Wednesday, November 5, 2014

Viens, oui, oui

You know how they're going to come at you?
                                                                             ---Tom Hagen to Michael Corleone, The Godfather

'to come,' the verb, intransitive...
                                                       ---Lenny Bruce

Power and force come from a familiar horizon, in the trappings of the expected. The power of a word or the power of an assassination attempt rides on wings of sound and fury. Yet, God does not come in thunder and earthquakes and fire, but in a sound like a whisper; he does not come with an army or pomp and circumstance, but from the substance of ordinary life, and then thin and marginal.

"The Lord said, “Go out and stand on the mountain in the presence of the Lord, for the Lord is about to pass by.”

Then a great and powerful wind tore the mountains apart and shattered the rocks before the Lord, but the Lord was not in the wind. After the wind there was an earthquake, but the Lord was not in the earthquake. After the earthquake came a fire, but the Lord was not in the fire. And after the fire came a gentle whisper. When Elijah heard it, he pulled his cloak over his face and went out and stood at the mouth of the cave.

Then a voice said to him, “What are you doing here, Elijah?” " [1 Kings 19:11-13, NIV]
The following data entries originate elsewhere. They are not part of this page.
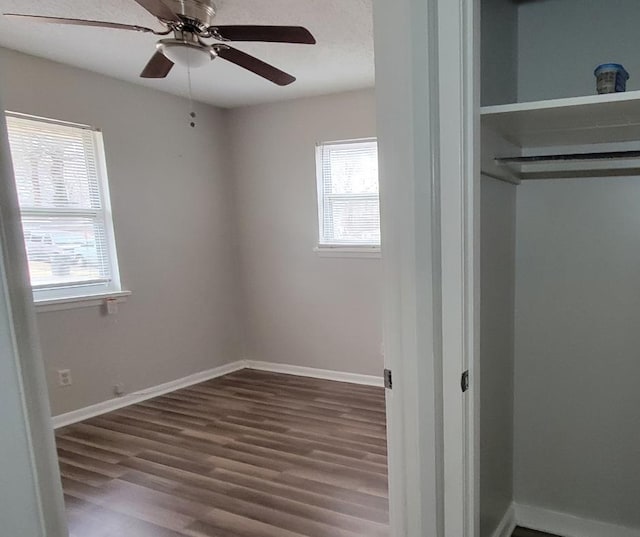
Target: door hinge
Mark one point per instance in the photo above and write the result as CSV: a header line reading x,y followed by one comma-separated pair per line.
x,y
464,381
388,382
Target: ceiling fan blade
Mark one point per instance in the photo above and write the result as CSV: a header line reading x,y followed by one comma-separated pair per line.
x,y
80,22
159,9
254,65
273,34
158,67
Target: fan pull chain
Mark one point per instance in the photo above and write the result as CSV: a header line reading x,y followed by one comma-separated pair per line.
x,y
192,114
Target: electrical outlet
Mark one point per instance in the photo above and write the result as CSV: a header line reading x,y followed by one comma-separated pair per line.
x,y
64,377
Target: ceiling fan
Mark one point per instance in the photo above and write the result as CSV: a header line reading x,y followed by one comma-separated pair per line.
x,y
190,22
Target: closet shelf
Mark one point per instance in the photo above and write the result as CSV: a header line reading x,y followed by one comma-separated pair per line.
x,y
596,119
572,165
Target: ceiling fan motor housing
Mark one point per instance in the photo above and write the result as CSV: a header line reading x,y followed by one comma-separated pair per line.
x,y
197,13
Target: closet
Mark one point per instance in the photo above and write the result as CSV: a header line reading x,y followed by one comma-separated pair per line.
x,y
560,270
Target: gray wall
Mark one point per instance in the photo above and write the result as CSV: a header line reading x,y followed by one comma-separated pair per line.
x,y
499,57
562,41
497,287
300,308
577,424
171,192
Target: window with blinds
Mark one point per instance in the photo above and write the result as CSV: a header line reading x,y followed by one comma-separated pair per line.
x,y
62,191
348,199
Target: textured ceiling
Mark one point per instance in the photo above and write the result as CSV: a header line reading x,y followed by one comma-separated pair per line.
x,y
342,59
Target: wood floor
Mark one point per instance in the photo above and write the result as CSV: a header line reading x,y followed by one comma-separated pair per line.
x,y
250,454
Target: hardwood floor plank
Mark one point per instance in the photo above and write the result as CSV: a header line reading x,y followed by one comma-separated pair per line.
x,y
251,454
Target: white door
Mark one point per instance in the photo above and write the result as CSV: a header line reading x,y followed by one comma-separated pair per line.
x,y
427,88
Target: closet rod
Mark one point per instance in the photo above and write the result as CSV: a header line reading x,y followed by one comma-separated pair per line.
x,y
603,155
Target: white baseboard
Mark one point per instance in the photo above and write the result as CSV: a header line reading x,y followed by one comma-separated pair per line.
x,y
565,525
507,524
327,374
62,420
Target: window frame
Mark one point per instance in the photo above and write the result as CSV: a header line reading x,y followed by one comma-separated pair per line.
x,y
70,295
340,249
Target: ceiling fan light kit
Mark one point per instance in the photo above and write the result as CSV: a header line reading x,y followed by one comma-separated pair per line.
x,y
191,22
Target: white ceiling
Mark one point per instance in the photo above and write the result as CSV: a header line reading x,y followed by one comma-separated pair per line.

Theophanies are always invitations to incarnation. The theophany on Mount Sinai in Exodus came with the fury of hair-raising, blood curdling thunder, but God was in the silent writing of the law into stone brought to the people by a weary Moses. Elijah gets another crack at it at Horeb, and gets it right. He does not understand the natural wonders of the earth to be the shekinah, but hides his face to the gentle whisper, the very presence of God. The real event harbored in the name of God comes from the weak force of an apophatically derived whispering breath, not the strong force of thunder and fire from the mouth of a dragon.

"an angel of the Lord appeared to him in a dream and said, “Joseph son of David, do not be afraid to take Mary home as your wife, because what is conceived in her is from the Holy Spirit.  She will give birth to a son, and you are to give him the name Jesus." [Matt. 1:20-21, NIV]

"...she gave birth to her firstborn, a son. She wrapped him in cloths and placed him in a manger, because there was no guest room available for them." [Lk 2:7, NIV]

"My kingdom is not of this world. If it were, my servants would fight to prevent my arrest" [Jhn. 18:36, NIV]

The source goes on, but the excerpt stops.